We didn’t do much in Tegucigalpa, the capital of Honduras. It was mainly about being together with family. One day, though, we went to a beautiful village close to Tegus called Santa Lucia. We’d been there before, when I was a baby. My parents talked about how much it had changed. We also saw a church there. It was beautiful.
Another day, the whole family got together, and my great-grandfather was talking about his grandparents, his parents, and his childhood. About 75 years ago, my great-grandpa’s aunt’s dog was used to carry messages . Sometimes, the messenger dogs would travel very long distances. But there was something very special about that dog. The family would crank on the music, and that dog – and only that dog – would dance like a human. Also, the aunt could talk to lots of animals, even snakes. It is very funny to imagine.
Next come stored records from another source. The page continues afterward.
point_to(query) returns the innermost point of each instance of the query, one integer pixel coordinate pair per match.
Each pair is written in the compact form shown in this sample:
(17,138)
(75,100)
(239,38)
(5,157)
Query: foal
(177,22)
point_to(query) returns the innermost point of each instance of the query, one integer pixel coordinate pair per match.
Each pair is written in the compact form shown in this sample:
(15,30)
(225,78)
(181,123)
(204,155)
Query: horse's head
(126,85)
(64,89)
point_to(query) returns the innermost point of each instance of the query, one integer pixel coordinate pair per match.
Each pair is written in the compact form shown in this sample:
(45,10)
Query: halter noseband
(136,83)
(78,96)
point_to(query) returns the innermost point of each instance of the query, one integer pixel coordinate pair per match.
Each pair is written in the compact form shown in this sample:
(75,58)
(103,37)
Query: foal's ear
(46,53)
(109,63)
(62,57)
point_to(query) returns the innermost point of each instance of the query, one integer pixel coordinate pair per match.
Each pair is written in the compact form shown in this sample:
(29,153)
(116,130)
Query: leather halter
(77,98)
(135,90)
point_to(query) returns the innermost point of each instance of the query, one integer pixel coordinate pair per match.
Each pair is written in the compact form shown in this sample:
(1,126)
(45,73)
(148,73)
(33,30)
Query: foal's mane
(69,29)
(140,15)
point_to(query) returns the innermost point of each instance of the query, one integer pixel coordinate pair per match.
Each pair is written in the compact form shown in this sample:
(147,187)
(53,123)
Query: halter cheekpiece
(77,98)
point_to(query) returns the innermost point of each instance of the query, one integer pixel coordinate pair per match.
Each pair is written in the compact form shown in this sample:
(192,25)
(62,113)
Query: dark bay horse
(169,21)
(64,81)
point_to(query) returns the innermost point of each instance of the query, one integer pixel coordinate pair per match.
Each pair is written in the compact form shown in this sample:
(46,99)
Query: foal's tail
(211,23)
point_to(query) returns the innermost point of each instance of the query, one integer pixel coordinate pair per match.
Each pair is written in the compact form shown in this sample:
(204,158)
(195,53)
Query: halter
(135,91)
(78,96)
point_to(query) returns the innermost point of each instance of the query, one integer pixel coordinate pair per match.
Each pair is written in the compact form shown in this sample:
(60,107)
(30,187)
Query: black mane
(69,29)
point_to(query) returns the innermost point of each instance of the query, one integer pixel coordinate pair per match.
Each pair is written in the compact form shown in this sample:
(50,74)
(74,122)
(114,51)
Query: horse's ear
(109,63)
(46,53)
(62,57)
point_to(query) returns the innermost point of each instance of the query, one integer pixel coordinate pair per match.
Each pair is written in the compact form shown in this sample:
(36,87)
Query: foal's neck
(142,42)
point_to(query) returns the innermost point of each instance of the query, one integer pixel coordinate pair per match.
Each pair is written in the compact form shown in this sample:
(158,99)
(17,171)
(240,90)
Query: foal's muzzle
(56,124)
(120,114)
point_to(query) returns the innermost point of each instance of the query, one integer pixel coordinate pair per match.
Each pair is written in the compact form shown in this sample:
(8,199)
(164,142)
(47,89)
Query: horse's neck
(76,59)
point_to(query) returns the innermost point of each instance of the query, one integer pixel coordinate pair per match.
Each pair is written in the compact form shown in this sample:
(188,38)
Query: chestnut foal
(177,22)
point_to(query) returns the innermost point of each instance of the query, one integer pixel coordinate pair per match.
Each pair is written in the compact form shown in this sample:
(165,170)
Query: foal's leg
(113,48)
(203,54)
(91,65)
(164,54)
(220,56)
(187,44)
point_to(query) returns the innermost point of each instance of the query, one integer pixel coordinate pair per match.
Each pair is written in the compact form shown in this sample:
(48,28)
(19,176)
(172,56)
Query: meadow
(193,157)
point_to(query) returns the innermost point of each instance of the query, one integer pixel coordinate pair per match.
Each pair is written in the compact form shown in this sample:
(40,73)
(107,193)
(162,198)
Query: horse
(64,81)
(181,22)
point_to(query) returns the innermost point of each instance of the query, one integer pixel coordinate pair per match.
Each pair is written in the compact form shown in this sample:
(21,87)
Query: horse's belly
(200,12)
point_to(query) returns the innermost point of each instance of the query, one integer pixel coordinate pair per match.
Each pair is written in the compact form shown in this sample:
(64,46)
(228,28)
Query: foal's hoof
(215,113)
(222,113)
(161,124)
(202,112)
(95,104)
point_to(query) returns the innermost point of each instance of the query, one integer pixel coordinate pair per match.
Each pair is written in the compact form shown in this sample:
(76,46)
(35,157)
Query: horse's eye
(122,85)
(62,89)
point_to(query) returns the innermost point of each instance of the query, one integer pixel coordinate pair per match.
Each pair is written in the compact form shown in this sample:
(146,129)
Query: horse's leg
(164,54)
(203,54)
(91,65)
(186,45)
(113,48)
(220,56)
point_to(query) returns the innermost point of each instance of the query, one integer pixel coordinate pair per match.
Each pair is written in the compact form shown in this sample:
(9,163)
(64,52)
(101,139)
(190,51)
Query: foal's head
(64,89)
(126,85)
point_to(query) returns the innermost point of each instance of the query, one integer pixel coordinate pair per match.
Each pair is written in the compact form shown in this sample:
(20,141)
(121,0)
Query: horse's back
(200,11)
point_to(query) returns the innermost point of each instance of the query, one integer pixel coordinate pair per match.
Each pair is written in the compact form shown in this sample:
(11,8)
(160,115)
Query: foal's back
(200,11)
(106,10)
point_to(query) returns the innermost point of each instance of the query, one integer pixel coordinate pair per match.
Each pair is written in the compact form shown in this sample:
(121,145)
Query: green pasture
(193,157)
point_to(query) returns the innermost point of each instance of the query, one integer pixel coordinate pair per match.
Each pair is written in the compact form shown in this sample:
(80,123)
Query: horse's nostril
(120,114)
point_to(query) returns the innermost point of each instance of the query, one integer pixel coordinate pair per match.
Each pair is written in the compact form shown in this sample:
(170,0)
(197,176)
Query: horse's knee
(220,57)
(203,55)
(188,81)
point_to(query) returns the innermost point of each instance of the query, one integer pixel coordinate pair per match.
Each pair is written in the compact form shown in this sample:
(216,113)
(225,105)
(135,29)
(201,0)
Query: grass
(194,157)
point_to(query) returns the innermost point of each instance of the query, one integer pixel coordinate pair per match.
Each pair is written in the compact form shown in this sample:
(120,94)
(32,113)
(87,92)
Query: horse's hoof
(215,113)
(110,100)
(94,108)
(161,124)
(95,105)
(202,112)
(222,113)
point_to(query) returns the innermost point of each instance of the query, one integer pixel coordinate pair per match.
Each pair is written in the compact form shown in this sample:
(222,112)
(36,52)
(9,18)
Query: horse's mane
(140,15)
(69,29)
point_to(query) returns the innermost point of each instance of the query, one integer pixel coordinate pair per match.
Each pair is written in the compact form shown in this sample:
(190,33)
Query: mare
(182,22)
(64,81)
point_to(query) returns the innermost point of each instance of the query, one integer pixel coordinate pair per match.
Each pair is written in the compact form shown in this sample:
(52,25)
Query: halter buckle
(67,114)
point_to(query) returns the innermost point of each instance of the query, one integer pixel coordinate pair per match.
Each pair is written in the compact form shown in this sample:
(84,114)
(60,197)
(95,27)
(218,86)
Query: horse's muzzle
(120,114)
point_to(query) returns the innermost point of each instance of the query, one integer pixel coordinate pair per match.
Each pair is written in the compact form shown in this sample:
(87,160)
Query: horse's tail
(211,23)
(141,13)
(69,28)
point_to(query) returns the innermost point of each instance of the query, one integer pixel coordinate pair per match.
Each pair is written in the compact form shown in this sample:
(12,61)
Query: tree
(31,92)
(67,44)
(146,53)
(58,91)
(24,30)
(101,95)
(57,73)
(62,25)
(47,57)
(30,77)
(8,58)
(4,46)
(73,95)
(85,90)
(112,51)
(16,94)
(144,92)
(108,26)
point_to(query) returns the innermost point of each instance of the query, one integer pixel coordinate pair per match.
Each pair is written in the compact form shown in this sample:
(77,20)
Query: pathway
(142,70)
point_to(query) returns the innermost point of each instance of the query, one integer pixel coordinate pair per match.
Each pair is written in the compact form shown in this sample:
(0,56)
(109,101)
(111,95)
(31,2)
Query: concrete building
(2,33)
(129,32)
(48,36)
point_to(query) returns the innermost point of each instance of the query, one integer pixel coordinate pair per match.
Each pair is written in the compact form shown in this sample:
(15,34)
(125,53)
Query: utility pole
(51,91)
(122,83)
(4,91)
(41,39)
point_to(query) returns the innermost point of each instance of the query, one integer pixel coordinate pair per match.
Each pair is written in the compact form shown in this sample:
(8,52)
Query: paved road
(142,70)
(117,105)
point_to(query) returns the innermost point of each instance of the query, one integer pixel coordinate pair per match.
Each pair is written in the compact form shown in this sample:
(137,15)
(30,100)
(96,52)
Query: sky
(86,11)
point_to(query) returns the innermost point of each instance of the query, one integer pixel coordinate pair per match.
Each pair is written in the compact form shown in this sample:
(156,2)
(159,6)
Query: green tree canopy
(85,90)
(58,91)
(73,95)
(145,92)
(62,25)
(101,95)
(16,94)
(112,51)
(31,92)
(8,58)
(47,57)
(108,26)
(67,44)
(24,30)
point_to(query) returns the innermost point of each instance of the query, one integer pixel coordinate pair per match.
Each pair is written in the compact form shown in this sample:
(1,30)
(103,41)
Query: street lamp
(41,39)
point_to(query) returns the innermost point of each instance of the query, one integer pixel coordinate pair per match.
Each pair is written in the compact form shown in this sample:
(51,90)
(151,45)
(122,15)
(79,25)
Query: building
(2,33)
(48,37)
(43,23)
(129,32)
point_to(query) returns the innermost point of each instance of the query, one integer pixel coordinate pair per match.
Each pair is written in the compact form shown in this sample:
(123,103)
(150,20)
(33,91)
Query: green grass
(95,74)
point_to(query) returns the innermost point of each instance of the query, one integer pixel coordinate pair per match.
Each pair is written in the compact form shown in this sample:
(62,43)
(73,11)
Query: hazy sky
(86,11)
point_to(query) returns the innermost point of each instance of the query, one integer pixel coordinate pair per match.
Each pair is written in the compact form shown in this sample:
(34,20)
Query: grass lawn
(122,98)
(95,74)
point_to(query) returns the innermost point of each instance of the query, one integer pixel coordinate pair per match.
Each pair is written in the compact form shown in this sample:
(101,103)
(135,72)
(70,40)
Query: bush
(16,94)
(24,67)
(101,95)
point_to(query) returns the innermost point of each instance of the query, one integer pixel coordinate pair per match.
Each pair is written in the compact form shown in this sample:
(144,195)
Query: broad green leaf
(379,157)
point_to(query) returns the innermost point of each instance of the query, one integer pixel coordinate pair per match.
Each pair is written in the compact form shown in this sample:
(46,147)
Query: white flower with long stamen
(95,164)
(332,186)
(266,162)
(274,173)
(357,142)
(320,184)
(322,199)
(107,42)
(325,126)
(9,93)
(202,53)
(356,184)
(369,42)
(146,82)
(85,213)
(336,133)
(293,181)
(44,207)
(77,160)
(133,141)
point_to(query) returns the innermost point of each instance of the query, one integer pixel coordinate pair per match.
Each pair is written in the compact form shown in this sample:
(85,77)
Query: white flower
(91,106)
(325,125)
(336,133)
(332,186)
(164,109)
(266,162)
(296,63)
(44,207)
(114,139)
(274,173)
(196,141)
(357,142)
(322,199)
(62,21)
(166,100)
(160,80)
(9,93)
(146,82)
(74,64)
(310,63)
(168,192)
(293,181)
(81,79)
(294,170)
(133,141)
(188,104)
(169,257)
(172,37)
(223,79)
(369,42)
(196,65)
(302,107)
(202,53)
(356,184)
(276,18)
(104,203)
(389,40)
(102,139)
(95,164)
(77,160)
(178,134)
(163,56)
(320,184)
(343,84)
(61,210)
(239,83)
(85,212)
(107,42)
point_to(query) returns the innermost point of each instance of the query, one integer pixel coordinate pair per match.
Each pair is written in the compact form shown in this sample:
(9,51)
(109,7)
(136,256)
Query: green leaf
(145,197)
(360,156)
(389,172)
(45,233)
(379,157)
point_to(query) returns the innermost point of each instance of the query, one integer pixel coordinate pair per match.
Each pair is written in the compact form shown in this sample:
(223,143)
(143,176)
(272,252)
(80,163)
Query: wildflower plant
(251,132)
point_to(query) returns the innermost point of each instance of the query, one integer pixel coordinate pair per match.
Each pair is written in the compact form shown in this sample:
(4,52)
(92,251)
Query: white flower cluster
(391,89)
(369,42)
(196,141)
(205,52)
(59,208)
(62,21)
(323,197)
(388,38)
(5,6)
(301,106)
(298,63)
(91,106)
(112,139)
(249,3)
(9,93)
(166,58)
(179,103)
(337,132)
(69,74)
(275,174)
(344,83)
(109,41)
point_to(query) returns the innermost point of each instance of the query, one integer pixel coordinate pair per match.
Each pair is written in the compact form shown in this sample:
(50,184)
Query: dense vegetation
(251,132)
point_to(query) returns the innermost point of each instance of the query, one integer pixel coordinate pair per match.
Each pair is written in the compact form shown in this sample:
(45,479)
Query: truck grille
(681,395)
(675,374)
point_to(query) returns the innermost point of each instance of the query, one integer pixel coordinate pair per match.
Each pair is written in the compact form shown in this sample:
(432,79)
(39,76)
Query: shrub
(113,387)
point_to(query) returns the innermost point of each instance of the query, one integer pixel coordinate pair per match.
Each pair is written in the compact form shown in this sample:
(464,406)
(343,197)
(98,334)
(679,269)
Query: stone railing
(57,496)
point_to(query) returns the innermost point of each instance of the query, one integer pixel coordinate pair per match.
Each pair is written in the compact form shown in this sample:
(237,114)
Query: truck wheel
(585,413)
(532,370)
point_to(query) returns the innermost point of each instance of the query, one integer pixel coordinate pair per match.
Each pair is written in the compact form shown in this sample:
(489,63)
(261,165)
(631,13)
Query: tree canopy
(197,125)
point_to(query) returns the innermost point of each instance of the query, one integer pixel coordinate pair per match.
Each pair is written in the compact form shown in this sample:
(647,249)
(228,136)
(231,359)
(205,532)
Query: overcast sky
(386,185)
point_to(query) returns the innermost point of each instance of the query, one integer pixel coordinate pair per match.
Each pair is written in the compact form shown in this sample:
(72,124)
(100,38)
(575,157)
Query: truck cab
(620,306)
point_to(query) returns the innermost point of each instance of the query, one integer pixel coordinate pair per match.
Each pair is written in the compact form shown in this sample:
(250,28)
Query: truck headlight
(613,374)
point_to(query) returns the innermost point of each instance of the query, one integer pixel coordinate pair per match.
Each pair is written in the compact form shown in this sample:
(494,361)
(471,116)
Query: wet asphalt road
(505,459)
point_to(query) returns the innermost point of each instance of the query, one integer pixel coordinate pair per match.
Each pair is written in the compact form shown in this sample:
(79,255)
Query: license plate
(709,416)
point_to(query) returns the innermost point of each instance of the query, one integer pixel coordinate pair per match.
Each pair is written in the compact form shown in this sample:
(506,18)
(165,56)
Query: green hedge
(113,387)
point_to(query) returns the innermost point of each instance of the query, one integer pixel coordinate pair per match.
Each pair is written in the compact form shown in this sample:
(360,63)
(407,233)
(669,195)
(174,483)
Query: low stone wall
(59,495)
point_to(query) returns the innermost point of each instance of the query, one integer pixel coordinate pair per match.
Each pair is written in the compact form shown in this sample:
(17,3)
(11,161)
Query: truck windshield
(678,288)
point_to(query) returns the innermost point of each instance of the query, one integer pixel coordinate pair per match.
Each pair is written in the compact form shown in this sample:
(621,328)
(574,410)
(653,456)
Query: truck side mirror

On almost our last day in Tegucigalpa, we saw an art museum. It wasn’t just an art museum, because it also contained a fascinating history of the country. Like all other Latin American countries in the Cold War, it had a terrible dictatorship supported by the U.S, just because it wasn’t Communist. Also, there was a horrible display to educate the public of a local problem that was simply terrible: the killing of women for simply being women. It was a series of sculptures of women that had hands instead of heads. Basically, they had no voice. Each woman had a sign in Sign Language on the hand on their neck. There were lots of paintings, too my favorite painting was a replica of graffiti. It looked like something I would have drawn. It was an animation of a DJ in a spacesuit. Nothing cooler than a DJ astronaut!